Note that unlike the sf
method a bounding box is used
and masked data is ignored (the full extent is downloaded and masking
will have to be repeated afterwards).
# load the required libraries
library(terra)
library(ggplot2)
library(patchwork)
# create a SpatRaster ROI from the terra demo file
f <- system.file("ex/elev.tif", package="terra")
roi <- terra::rast(f)
# build the area based request/task
# rename the task name so data will
# be saved in the "raster" folder
# as defined by the task name
df$task <- "raster"
task <- rs_build_task(
df = df,
roi = roi,
format = "geotiff"
)
# request the task to be executed
rs_request(
request = task,
user = "earth_data_user",
transfer = TRUE,
path = "~/some_path",
verbose = TRUE
)
Once downloaded the geotiff can be read in using the
terra
package from the subfolder defined by the
task
name.
r_raster <- terra::rast(
file.path("~/some_path","raster/MCD12Q2.006_Greenup_0_doy2010001_aid0001.tif")
)
A quick plot of both the raster and vector polygon show the cut-out as provided by the AppEEARS API.

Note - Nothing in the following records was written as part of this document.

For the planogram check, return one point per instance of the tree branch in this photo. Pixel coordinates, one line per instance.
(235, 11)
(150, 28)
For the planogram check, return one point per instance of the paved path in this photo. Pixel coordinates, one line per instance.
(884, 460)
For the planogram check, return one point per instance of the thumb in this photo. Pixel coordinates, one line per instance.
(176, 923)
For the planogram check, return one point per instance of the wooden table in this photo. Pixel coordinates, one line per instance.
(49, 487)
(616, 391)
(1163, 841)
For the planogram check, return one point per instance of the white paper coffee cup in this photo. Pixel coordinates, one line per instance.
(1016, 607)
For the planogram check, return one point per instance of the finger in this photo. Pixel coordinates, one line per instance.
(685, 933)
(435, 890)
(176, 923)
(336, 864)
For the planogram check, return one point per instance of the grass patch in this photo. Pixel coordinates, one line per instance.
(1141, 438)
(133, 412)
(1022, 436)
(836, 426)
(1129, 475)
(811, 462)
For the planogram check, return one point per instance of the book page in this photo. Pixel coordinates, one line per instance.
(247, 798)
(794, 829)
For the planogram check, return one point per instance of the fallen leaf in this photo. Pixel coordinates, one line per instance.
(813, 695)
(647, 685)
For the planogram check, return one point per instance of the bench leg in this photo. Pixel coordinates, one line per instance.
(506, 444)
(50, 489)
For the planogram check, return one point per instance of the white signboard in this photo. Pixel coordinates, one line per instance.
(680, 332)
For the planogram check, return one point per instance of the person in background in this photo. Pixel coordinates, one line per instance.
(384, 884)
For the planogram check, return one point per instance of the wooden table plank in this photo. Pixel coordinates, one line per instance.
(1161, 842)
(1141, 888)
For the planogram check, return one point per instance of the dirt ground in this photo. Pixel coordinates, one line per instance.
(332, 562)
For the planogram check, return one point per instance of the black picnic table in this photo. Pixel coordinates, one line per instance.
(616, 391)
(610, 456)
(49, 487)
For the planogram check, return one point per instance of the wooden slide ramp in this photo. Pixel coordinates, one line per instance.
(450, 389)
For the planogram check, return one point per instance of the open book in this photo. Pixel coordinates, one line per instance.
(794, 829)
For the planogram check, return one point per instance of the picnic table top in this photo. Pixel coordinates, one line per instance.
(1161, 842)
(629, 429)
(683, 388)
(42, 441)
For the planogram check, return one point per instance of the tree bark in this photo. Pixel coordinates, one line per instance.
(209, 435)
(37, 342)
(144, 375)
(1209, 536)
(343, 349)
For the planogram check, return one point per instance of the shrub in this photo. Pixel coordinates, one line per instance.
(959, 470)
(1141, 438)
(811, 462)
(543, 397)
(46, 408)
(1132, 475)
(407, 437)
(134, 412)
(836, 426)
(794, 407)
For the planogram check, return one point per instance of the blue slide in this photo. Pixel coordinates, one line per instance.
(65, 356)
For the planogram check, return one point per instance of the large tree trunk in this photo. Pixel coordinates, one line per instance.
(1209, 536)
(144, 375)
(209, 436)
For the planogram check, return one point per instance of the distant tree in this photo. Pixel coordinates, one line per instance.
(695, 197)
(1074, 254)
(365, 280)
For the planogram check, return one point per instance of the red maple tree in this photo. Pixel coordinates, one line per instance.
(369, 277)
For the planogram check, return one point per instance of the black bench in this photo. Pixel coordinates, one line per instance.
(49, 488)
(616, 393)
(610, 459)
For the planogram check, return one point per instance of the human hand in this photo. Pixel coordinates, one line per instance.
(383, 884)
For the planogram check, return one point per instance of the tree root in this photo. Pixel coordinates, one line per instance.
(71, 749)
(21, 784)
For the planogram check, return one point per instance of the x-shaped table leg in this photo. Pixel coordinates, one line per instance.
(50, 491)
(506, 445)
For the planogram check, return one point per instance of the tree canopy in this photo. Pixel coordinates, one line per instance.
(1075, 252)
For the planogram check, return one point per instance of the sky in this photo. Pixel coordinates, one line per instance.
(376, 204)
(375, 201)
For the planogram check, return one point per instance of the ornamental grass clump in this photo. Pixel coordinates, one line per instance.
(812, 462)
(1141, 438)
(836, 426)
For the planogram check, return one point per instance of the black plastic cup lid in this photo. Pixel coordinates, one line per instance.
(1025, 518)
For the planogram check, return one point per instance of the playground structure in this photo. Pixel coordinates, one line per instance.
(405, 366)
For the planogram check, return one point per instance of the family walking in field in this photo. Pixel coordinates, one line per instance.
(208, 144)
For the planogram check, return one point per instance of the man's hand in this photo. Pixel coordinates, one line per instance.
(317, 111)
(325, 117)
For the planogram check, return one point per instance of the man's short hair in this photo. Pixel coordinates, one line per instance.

# convert to data frame for plotting
# with ggplot2, otherwise use the
# tidyterra package and geom_spatrast()
df_raster <- r_raster |>
as.data.frame(xy=TRUE)
# convert incremental values (days since Jan 1, 1970
# to DOY)
df_raster <- df_raster |>
mutate(
DOY = as.numeric(
format(
as.Date("1970-01-01") + MCD12Q2.006_Greenup_0_doy2010001_aid0001, "%j"
)
)
) |>
filter(
DOY < 180
)
df_source <- roi |>
as.data.frame(xy=TRUE)
p <- ggplot() +
geom_raster(
data = df_source,
aes(
x,
y,
fill = elevation
)
) +
labs(
x = "",
y = ""
) +
scale_fill_viridis_c() +
theme_bw()
p2 <- ggplot() +
geom_raster(
data = df_raster,
aes(
x,
y,
fill = DOY
)
) +
labs(
x = "",
y = ""
) +
scale_fill_viridis_c() +
theme_bw()
# patchwork side by side plot
p | p2